Blowing out the candles on a birthday cake has changed for me. Make a wish. Hmm.
There should be only one wish I could consider making.
You've seen that internet meme -- people with cancer have only one wish: a cure. It's hard to know what to wish for with Menkes. Of course a cure. But a cure helps the next generation of babies that get this disease. A cure discovered today or tomorrow doesn't really help my kid. How could it? At best it could halt any further degeneration. But it won't reverse any damage so far. I love Lucas the way he is. If some miracle allowed him to start developing more normally at this point with so much harm already done, do we want that? This is deep in the realm of fantasy, but if he could start making gains at age six, would he walk and talk? Would his life become any easier or just a different kind of difficult?
I suppose a more realistic expectation, if a cure came today, is that his general health might improve as he processed more copper, even if his mental and muscular abilities didn't see much gain. This might allow him to more safely endure any necessary surgical procedures. But he's actually proved pretty resilient on that front so far.
So yes I wish for a cure. But it's not precisely what I wish for Lucas.
Even in the sense of Make A Wish as in The Make A Wish Foundation, it's hard to know what to wish for. Lucas would certainly qualify for a wish. But he can't communicate his own wishes and it doesn't seem quite right to just pick one for him. What he loves most is to be home or some other very familiar place surrounded by family and close friends. We do that a lot. He laughs and smiles. It's as good as it gets. If I want to give Lucas the happiest time he's ever had I only have to roll on the floor with him. He doesn't dislike theme parks or stage plays or movies but they aren't as interesting to him as a crowd of loved ones fawning over him.
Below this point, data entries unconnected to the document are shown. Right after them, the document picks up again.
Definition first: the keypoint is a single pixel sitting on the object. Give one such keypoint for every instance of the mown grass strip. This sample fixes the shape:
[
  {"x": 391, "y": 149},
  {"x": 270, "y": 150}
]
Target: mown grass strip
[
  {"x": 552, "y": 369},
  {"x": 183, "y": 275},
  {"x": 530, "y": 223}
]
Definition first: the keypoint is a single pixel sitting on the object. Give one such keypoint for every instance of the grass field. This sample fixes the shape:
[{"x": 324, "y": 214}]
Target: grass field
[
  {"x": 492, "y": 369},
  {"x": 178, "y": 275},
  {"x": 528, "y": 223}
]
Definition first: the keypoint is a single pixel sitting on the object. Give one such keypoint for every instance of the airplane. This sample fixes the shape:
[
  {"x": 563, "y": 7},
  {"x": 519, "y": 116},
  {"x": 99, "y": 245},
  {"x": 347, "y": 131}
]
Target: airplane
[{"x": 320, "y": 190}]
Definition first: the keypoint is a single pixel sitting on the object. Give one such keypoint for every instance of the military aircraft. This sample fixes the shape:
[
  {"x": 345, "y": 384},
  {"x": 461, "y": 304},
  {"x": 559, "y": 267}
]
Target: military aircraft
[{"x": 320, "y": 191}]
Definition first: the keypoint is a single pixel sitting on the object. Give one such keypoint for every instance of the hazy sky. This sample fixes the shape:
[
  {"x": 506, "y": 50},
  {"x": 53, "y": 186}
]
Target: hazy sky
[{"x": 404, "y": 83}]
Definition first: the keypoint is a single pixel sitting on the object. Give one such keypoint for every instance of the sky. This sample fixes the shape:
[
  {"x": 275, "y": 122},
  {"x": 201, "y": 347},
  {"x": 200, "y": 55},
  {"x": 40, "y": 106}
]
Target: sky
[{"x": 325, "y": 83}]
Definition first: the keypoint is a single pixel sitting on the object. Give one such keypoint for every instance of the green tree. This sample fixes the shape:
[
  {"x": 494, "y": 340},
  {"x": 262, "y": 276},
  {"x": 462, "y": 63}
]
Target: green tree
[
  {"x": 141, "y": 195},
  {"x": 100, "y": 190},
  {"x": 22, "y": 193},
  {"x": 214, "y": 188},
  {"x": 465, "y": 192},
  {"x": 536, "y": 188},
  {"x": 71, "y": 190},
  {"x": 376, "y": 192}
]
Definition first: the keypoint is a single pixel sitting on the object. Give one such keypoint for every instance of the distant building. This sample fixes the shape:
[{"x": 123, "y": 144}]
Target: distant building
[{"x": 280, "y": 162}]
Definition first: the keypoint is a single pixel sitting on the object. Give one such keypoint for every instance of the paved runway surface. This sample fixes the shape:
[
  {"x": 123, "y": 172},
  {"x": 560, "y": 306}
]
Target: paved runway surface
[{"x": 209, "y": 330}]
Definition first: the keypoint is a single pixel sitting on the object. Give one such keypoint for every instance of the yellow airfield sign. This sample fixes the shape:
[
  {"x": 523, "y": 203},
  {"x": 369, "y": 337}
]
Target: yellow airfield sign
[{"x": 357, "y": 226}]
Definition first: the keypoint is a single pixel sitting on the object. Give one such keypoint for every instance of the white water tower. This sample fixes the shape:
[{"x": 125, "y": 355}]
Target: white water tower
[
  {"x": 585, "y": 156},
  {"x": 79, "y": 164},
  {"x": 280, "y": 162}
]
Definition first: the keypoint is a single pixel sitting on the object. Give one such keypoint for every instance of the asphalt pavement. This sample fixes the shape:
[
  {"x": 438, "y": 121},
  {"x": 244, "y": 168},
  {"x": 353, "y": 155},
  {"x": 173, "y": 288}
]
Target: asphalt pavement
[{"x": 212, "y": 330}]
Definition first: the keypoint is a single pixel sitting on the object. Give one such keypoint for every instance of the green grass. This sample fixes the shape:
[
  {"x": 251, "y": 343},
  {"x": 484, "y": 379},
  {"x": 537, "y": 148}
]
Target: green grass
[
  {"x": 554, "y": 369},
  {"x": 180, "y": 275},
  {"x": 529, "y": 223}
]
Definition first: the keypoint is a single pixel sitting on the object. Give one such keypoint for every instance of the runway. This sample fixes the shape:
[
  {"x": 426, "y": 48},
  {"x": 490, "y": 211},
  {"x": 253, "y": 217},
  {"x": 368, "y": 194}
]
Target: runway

Dancing might come close. Weird for a wheelchair kid right? But when I wheel him around in tight fast circles and spin the chair, that's some grade A fun for him. We should do more of it. It's tougher in winter.
We're pretty sure he loves toy duckies and the colors bright yellow and orange. Some puppets crack him up, recently a Doctor and Nurse puppet that his school nurse Barb gave him. But in terms of the organization Make A Wish, I can't even phrase it for them...We'd like Lucas to go somewhere with lots of plush yellow and orange duckie puppets, with several friends and family. Maybe that's a good wish for him. But I bet we could do it in the backyard and have him enjoy it even more.
So this month I wasted another birthday candle wish with one more "I don't know...um, let Lukey be happy." I guess I wasn't supposed to tell my wish, but it's come true so far.